4 Buy-Rated Dividend Stocks: ARI, GNI, TCRD, INTX

Editor's Note: TheStreet ratings do not represent the views of TheStreet's staff or its contributors. Ratings are established by computer based on metrics for performance (which includes growth, stock performance, efficiency and valuation) and risk (volatility and solvency). Companies with poor cash flow or high debt levels tend to earn lower ratings in our model.

TheStreet Ratings' stock model projects a stock's total return potential over a 12-month period including both price appreciation and dividends. Our Buy, Hold or Sell ratings designate how we expect these stocks to perform against a general benchmark of the equities market and interest rates.

While plenty of high-yield opportunities exist, investors must always consider the safety of their dividend and the total return potential of their investment. It is not uncommon for a struggling company to suspend high-yielding dividends and subsequently result in precipitous share price declines.

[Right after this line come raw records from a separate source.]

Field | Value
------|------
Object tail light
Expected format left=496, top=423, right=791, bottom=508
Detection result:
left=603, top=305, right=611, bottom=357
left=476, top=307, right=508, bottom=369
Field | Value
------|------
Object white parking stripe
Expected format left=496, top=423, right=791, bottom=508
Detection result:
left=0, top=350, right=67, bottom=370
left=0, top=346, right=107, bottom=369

TheStreet Ratings' stock rating model views dividends favorably, but not so much that other factors are disregarded. Our model gauges the relationship between risk and reward in several ways, including: the pricing drawdown as compared to potential profit volatility, i.e. how much one is willing to risk in order to earn profits?; the level of acceptable volatility for highly performing stocks; the current valuation as compared to projected earnings growth; and the financial strength of the underlying company as compared to its stock's valuation as compared to its stock's performance.

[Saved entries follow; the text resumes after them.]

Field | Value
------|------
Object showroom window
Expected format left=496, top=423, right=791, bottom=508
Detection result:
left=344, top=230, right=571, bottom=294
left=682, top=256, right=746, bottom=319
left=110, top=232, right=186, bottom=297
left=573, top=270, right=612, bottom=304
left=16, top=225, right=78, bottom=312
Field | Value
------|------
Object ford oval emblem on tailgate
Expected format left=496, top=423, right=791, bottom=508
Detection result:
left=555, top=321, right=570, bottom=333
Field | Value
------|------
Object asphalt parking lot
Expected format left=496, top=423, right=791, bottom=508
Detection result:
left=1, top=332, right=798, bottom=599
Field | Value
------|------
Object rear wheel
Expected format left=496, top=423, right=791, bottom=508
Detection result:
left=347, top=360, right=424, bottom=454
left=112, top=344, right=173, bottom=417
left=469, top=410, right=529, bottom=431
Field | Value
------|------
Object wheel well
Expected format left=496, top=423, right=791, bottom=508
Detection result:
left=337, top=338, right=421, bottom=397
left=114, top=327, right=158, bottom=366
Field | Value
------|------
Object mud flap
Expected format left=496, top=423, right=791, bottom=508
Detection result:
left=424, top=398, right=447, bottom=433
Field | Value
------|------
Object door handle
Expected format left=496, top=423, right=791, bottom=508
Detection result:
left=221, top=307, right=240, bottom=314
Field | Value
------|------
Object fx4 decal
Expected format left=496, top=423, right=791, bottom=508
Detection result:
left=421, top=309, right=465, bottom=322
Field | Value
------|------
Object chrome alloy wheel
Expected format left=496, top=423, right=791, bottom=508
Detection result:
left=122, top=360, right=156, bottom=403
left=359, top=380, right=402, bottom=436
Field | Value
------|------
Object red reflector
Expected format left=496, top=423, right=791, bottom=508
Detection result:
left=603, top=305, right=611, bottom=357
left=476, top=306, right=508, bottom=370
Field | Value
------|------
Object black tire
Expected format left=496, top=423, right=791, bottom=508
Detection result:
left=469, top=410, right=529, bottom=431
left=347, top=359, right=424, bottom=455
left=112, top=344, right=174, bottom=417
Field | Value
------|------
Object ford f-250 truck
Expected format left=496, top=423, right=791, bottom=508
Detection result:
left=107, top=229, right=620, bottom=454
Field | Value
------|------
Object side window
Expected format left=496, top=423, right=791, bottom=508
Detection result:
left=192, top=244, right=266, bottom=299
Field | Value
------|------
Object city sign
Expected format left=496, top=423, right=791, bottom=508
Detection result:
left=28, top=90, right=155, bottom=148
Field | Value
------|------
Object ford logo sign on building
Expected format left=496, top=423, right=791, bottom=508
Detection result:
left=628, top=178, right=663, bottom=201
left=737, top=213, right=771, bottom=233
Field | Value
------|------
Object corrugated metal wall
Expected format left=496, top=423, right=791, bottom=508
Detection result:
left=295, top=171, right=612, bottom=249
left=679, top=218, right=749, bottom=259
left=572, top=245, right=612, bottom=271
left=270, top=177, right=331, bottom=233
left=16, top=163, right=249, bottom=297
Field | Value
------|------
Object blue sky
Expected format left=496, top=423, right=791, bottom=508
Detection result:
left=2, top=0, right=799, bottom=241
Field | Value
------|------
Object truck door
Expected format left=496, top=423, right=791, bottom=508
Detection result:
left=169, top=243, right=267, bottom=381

These and many more derived observations are then combined, ranked, weighted, and scenario-tested to create a more complete analysis. The result is a systematic and disciplined method of selecting stocks. As always, stock ratings should not be treated as gospel — rather, use them as a starting point for your own research.

The following pages contain our analysis of 4 stocks with substantial yields, that ultimately, we have rated "Buy."

Apollo Commercial Real Estate Finance

Dividend Yield: 10.10%

Apollo Commercial Real Estate Finance (NYSE: ARI) shares currently have a dividend yield of 10.10%.

Apollo Commercial Real Estate Finance, Inc. operates as a commercial real estate finance company in the United States. The company has a P/E ratio of 10.29.

The average volume for Apollo Commercial Real Estate Finance has been 420,600 shares per day over the past 30 days. Apollo Commercial Real Estate Finance has a market cap of $584.6 million and is part of the real estate industry. Shares are down 0.1% year to date as of the close of trading on Friday.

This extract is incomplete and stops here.